Factor XII Plays a Pathogenic Role in Organ Failure and Death in Baboons Challenged with Staphylococcus aureus
Silasi et al., Blood. 2021.
https://pubmed.ncbi.nlm.nih.gov/33598692/
Activation of coagulation factor (F) XI promotes multiorgan failure in rodent models of sepsis and in a baboon model for lethal systemic inflammation induced by infusion of heat-inactivated Staphylococcus aureus. The authors used the anticoagulant FXII-neutralizing antibody 5C12 to verify the mechanistic role of FXII. Inhibition of FXII prevented fever, terminal hypotension, respiratory distress, and multiorgan failure. All animals receiving 5C12 had milder and transient clinical symptoms; untreated control animals suffered irreversible multiorgan failure. This study confirms their previous finding that at least two enzymes of FXIa and FXIIa play critical roles in the development of an acute and terminal inflammatory response. Supported by ORIP (P40OD024628), NIAID, NHLBI, and NIGMS.

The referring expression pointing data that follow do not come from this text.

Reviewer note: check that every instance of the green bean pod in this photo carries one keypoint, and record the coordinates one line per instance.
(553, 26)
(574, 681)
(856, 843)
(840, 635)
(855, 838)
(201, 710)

In Vitro and In Vivo Functions of SARS-CoV-2 Infection-Enhancing and Neutralizing Antibodies
Li et al., Cell. 2021.
https://doi.org/10.1016/j.cell.2021.06.021
Antibody-dependent enhancement of infection is a concern for clinical use of antibodies. Researchers isolated neutralizing antibodies against the receptor-binding domain (RBD) or N-terminal domain (NTD) of SARS-CoV-2 spike from COVID-19 patients. Cryo-electron microscopy of RBD and NTD antibodies demonstrated function-specific binding modes. RBD and NTD antibodies mediated both neutralization and infection enhancement in vitro. However, infusion of these antibodies into mice or macaques resulted in suppression of virus replication, demonstrating that antibody-enhanced infection in vitro does not necessarily predict enhanced infection in vivo. RBD-neutralizing antibodies having cross-reactivity against coronaviruses were protective against SARS-CoV-2, the most potent of which was DH1047. Supported by ORIP (P40OD012217, U42OD021458, S10OD018164), NIAID, NCI, NIGMS, and NIH Common Fund.
Loss of Gap Junction Delta-2 (GJD2) Gene Orthologs Leads to Refractive Error in Zebrafish
Quint et al., Communications Biology. 2021.

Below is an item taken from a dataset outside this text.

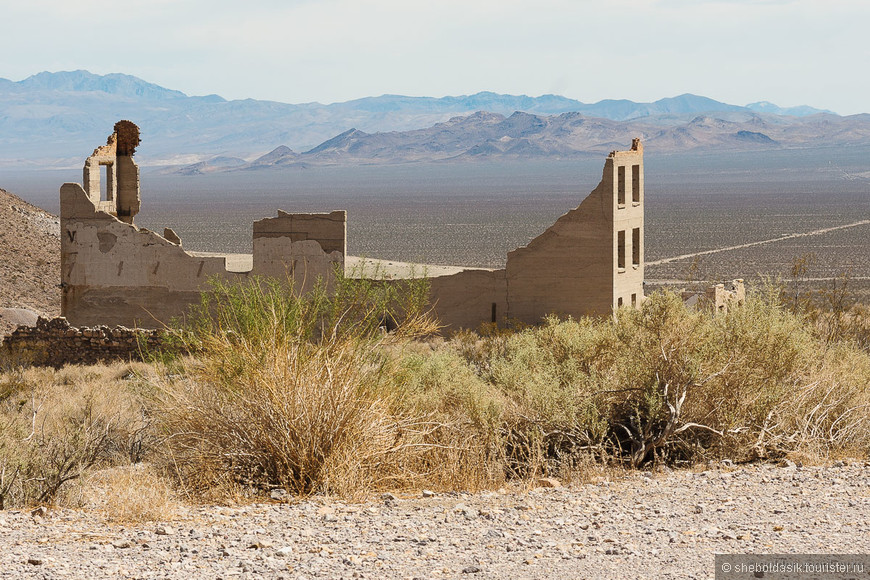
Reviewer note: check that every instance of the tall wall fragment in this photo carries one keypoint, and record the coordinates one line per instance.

https://pubmed.ncbi.nlm.nih.gov/34083742/
Myopia is the most common developmental disorder of juvenile eyes. Although little is known about the functional role of GJD2 in refractive error development, the authors find that depletion of gjd2a (Cx35.5) or gjd2b (Cx35.1) orthologs in zebrafish cause changes in eye biometry and refractive status. Their immunohistological and scRNA sequencing studies show that Cx35.5 (gjd2a) is a retinal connexin; its depletion leads to hyperopia and electrophysiological retina changes. They found a lenticular role; lack of Cx35.1 (gjd2b) led to a nuclear cataract that triggered axial elongation. The results provide functional evidence of a link between gjd2 and refractive error. Supported by ORIP (R24OD026591), NIGMS, and NINDS.